KOMİSYON KONUŞMASI

TAHSİN OCAKLI (Rize) - Sayın Başkanı, Komisyonumuzun değerli üyelerini, Sayın Genel Müdürümüzü ve değerli bürokratlarımızı saygıyla selamlıyorum. Sunumunuz için teşekkür ediyorum.

Şimdi, Sayın Genel Müdür, sizin ifadenizle söylüyorum, on ayda 229 kişiyle, hatta geçmiştekileri de kattığınızda, 6 kişi de oradan geldiğinde, toplamda 235 kişiyle on ayda derlediğiniz rapor dün elimize geçti ve bugün bunun üzerinden bizden olumlu ya da olumsuz görüş verilmesi bekleniyor; bir kere bu doğru bir şey değil. Bununla ilgili bizim elimize bu bilgilerin en az bir hafta, on gün önce geçmesi ve üzerinde değerlendirmemizi böyle yapmamız doğru olandır.

Şimdi, raporunuzun içinde özellikle gözüme çarpan kısa başlıklarla ilgili bazı şeyleri hem size hem vatandaşlarımıza bildirmek isterim. Örneğin, 46'ncı sayfada BOTAŞ'la ilgili yazan bir yazıyı vatandaşlarımın dikkatine çekiyorum, diyor ki: "Buradaki denetlemeyle ilgili bağımsız denetçi görüşü sınırlı olumlu." Niye böyle olmuş? Onun da gerekçesi altta, finansal tabloların gizliliği nedeniyle yani açıklanamaması nedeniyle ama "sınırlı olumlu" olarak bir görüş verilmiş. Hem görülmüyor hem de sınırlı olumlu görüş veriliyor; ilginç bir durum, bunu bir tespit edelim.

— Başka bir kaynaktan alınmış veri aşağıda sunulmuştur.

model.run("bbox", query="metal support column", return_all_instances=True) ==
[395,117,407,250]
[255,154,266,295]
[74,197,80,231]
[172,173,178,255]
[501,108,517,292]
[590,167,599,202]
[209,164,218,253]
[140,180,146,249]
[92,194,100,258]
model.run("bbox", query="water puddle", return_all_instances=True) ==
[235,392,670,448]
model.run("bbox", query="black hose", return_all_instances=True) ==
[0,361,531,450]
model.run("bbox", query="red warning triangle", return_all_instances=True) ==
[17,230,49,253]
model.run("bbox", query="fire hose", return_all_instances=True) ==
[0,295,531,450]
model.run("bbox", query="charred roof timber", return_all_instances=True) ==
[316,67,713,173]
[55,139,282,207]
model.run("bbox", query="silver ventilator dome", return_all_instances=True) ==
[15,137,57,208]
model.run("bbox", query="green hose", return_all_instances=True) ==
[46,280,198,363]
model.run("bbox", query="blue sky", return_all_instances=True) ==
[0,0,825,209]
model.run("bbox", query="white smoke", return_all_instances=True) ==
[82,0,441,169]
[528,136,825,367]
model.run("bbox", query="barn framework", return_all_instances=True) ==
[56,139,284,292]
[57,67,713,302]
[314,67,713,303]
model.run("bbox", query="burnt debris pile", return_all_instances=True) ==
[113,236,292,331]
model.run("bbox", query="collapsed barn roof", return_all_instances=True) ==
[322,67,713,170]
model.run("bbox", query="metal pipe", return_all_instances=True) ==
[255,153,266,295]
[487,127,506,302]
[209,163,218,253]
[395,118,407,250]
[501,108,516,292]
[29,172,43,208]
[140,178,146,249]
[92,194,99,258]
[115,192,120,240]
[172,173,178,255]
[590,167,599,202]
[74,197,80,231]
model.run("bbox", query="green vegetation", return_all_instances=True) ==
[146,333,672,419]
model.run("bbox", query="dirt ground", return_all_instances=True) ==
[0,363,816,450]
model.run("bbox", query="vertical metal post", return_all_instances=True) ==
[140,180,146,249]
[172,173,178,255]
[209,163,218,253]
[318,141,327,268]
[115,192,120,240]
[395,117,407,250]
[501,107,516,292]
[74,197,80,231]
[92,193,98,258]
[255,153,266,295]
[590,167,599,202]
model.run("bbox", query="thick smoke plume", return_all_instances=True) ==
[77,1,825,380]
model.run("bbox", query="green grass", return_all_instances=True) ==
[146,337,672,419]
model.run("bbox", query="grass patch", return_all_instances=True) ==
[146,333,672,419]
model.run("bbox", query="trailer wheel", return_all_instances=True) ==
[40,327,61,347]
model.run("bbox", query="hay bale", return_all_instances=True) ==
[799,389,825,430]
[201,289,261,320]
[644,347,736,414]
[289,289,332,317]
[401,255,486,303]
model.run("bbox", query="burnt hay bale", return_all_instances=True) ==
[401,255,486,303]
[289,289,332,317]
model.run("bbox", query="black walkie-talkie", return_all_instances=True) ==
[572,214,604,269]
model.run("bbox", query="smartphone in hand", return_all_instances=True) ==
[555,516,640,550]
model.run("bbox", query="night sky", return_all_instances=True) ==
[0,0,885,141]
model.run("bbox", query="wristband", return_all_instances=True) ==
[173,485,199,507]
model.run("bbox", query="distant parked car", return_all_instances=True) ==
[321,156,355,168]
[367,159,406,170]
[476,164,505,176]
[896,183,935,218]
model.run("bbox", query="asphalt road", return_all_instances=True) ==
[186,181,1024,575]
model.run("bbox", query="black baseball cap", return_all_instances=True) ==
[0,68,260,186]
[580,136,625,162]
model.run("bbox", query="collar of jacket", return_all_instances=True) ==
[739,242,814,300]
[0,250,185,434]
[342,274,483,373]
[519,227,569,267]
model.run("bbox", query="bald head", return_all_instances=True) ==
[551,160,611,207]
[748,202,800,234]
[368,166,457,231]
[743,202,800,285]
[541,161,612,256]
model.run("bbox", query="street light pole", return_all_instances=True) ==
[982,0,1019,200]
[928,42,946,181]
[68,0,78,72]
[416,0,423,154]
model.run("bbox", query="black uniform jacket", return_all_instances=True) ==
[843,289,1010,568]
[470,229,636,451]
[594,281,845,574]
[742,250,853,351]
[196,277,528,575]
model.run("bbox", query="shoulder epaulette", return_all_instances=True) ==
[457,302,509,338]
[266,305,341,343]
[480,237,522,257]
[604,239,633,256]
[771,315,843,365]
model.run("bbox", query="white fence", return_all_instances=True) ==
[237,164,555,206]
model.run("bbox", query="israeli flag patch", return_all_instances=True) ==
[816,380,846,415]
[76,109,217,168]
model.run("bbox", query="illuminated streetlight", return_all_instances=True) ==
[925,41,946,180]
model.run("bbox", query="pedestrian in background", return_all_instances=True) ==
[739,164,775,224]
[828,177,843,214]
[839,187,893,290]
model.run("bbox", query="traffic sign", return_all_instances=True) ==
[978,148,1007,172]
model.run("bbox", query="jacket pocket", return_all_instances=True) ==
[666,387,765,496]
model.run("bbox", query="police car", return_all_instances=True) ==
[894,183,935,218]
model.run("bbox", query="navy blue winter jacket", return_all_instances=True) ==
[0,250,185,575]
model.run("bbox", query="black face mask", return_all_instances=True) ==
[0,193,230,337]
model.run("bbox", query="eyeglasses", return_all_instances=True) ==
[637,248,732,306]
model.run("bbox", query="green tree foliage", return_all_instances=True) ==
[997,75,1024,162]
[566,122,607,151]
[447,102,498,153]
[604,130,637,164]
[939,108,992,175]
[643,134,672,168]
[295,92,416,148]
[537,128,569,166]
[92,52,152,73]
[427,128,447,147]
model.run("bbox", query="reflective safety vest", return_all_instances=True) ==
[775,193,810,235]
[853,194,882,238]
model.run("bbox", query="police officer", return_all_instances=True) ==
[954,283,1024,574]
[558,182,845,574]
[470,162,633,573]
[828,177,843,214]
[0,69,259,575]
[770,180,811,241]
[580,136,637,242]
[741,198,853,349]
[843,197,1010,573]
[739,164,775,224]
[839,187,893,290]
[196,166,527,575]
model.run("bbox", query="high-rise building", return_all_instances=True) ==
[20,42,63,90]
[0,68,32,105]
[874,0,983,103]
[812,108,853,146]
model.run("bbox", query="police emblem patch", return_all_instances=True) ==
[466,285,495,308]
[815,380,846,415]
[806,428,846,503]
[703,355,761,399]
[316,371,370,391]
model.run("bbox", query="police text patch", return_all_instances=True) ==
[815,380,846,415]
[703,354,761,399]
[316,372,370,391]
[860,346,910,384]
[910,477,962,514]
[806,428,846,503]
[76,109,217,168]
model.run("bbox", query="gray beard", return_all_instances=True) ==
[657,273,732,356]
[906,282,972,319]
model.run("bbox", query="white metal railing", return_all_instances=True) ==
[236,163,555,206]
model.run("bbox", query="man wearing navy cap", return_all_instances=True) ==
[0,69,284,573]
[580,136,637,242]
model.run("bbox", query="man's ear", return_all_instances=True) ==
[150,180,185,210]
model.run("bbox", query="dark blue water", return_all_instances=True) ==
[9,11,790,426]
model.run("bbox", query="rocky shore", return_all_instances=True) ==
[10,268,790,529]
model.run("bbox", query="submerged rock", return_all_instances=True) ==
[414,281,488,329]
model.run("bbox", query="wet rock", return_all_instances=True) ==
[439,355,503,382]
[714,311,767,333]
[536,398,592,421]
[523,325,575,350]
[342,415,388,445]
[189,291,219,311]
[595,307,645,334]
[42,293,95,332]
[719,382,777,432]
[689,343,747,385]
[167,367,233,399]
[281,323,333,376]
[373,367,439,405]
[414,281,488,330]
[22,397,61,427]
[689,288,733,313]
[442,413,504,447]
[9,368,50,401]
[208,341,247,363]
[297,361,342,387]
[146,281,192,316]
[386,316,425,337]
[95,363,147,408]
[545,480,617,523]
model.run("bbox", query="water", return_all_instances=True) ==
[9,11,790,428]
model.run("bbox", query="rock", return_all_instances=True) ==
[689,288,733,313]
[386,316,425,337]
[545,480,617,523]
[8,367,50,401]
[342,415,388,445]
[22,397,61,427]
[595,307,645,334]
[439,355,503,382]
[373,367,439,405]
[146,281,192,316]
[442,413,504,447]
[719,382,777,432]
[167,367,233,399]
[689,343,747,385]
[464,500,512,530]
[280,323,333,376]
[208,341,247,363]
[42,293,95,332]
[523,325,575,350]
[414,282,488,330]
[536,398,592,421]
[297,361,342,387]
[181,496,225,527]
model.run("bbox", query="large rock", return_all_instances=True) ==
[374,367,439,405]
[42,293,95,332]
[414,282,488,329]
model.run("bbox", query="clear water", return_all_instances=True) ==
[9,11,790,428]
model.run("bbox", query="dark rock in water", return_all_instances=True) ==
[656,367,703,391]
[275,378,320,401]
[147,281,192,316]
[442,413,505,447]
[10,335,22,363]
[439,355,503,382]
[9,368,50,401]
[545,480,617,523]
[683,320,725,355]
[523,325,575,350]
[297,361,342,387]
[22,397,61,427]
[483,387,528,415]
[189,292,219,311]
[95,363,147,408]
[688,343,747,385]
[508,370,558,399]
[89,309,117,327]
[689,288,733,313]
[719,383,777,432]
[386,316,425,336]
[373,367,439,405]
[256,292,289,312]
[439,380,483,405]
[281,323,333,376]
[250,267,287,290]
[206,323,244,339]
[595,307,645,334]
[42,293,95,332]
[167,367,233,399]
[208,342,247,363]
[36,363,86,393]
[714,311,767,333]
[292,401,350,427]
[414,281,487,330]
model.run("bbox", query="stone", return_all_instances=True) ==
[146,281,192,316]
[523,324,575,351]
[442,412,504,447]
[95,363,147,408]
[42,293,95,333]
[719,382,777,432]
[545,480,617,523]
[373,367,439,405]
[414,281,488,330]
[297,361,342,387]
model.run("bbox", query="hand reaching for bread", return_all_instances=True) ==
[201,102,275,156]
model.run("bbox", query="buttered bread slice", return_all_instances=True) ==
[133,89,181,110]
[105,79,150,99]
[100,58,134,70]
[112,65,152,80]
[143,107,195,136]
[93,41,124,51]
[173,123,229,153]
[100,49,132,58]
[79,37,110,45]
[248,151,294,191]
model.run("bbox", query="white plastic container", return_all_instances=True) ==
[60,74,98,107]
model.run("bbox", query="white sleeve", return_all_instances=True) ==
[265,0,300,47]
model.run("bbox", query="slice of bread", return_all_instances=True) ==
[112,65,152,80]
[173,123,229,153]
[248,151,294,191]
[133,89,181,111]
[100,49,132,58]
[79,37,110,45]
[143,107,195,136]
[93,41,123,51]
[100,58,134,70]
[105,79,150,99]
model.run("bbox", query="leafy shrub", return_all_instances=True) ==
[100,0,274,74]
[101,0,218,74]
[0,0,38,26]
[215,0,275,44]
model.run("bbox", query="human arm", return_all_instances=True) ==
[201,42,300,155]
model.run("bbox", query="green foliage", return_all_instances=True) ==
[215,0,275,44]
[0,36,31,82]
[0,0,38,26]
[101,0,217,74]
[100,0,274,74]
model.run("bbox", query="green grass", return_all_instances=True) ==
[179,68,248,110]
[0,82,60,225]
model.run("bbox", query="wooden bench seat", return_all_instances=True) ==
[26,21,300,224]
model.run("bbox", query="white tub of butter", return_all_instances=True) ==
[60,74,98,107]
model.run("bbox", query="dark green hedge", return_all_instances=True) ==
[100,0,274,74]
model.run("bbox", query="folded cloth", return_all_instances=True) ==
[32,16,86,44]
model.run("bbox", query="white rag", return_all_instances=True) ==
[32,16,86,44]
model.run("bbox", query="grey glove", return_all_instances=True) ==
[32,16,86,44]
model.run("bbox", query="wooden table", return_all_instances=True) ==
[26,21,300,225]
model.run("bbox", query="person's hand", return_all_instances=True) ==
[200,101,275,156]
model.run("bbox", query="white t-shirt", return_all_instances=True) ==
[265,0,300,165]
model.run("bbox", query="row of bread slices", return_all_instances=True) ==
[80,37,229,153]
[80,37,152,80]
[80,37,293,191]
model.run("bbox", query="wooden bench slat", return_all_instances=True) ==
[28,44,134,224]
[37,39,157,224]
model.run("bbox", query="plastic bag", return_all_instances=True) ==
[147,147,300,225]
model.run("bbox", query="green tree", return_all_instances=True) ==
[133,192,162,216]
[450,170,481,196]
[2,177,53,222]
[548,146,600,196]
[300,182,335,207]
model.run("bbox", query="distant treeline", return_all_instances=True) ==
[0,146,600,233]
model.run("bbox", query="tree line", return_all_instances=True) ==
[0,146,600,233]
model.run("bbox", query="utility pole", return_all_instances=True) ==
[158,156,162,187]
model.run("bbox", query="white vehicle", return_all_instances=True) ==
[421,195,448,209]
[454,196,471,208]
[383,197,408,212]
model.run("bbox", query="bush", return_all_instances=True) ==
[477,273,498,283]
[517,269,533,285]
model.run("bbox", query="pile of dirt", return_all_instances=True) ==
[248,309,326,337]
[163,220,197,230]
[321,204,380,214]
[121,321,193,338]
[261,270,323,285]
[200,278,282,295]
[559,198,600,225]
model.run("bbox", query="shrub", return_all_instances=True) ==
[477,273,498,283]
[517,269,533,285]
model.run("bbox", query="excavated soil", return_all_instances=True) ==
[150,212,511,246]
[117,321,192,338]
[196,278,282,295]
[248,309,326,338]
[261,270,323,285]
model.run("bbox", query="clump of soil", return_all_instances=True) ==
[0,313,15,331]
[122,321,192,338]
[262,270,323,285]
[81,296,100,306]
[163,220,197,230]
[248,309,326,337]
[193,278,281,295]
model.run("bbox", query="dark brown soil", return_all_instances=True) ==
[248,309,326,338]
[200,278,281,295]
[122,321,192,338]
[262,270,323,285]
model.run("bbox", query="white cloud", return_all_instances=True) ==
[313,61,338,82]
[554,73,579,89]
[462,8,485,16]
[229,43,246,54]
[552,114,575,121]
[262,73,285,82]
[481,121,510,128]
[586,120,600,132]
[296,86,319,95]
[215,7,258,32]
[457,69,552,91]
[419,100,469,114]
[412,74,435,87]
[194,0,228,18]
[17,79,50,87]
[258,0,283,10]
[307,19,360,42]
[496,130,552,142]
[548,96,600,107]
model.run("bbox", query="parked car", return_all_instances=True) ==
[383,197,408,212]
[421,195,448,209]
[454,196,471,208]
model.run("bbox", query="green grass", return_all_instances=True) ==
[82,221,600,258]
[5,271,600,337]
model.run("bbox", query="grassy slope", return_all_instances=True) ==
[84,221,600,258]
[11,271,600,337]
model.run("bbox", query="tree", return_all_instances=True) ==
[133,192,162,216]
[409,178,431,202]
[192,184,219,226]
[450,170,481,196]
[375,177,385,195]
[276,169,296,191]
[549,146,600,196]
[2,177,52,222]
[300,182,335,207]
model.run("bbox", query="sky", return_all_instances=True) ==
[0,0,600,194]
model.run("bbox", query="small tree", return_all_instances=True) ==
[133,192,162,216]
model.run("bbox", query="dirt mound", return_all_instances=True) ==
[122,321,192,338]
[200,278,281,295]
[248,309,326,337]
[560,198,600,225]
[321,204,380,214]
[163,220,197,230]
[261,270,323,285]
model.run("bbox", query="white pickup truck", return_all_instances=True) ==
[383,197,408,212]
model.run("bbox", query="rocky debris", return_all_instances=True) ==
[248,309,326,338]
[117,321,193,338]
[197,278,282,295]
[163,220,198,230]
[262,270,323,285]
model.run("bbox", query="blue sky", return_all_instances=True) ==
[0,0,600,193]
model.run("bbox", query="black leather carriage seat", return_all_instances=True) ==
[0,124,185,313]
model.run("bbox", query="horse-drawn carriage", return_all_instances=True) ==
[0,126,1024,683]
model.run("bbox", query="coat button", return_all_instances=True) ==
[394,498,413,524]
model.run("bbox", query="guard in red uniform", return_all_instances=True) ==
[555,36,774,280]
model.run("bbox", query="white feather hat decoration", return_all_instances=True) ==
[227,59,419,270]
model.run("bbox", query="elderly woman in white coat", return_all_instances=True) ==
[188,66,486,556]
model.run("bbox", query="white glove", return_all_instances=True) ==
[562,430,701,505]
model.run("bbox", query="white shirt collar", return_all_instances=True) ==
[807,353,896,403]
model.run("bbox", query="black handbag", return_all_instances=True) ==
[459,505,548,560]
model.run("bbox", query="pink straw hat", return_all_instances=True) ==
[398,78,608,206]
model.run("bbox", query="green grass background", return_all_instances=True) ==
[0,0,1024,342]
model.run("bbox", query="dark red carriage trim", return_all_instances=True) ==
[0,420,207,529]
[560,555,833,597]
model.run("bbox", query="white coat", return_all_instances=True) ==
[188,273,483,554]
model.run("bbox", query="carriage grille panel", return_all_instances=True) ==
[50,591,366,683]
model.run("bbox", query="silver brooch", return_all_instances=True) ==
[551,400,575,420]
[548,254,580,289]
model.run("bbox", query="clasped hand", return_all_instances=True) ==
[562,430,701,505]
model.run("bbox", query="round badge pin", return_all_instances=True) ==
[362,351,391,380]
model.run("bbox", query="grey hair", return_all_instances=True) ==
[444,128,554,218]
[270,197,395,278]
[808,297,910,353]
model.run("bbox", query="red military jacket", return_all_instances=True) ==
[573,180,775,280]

Biliyorsunuz, geçen yıl 21 Haziranda Fonun eski CEO'sunun bir gazeteye de çıkan bir tutuklanma, gözaltı süreci yaşandı ve bu süreçle ilgili de, sonra 1 Aralıkta da bir şartlı tahliye oldu ve bu tahliyeden dolayı da davanın sürdüğünü sanıyorum, biliyorum ama oradaki ilginç olan şey şu: Bizim Türkiye'nin vatandaşlarına ait olan hazineden, Sayın Cumhurbaşkanının yetkisiyle 25 milyon dolarlık bir bütçenin Türkiye Varlık Fonuna devredildiği bilgisi var ve buradan da o dönemin Genel Müdürünün ifadelerine göre, aldığımız bilgilere göre de doğrudan ödemeyi işte hukuk bürosuna 4 milyon dolar, McKinsey'e 6 milyon dolar, bu NewOak'a 3 milyon dolar, Allen&Associates'e 2 milyon dolar -telaffuzunu doğru yapamayabilirim, yabancı şirketlerin ismini- Deutsche Banka 3 milyon dolar, yerel avukatlık bürolarına da 500 bin dolarlık ödemeler yapıldığı söyleniyor. Şimdi bununla ilgili milletvekili olarak benim hiçbir bilgim olmadığı gibi vatandaşlarımızın da hiçbir bilgisinin olduğunu düşünmüyorum. Bizim istediğimiz şey, denetimde eğer şeffaflık var ise, olacak ise bu Varlık Fonunun denetimiyle ilgili görevlendirmelerde mutlaka Türkiye Büyük Millet Meclisinden siyasi parti temsilcileri ve Mali Müşavirler Odasından ya da ilgili kurumlardan temsilciler alınmak suretiyle halka açık ve çok şeffaf bir biçimde yapılmalıdır, aksi hâlde yapılmış olan denetimlerin bizim için bir karşılığı yoktur; bugün sadece bunu görüş olarak söylemiş olalım.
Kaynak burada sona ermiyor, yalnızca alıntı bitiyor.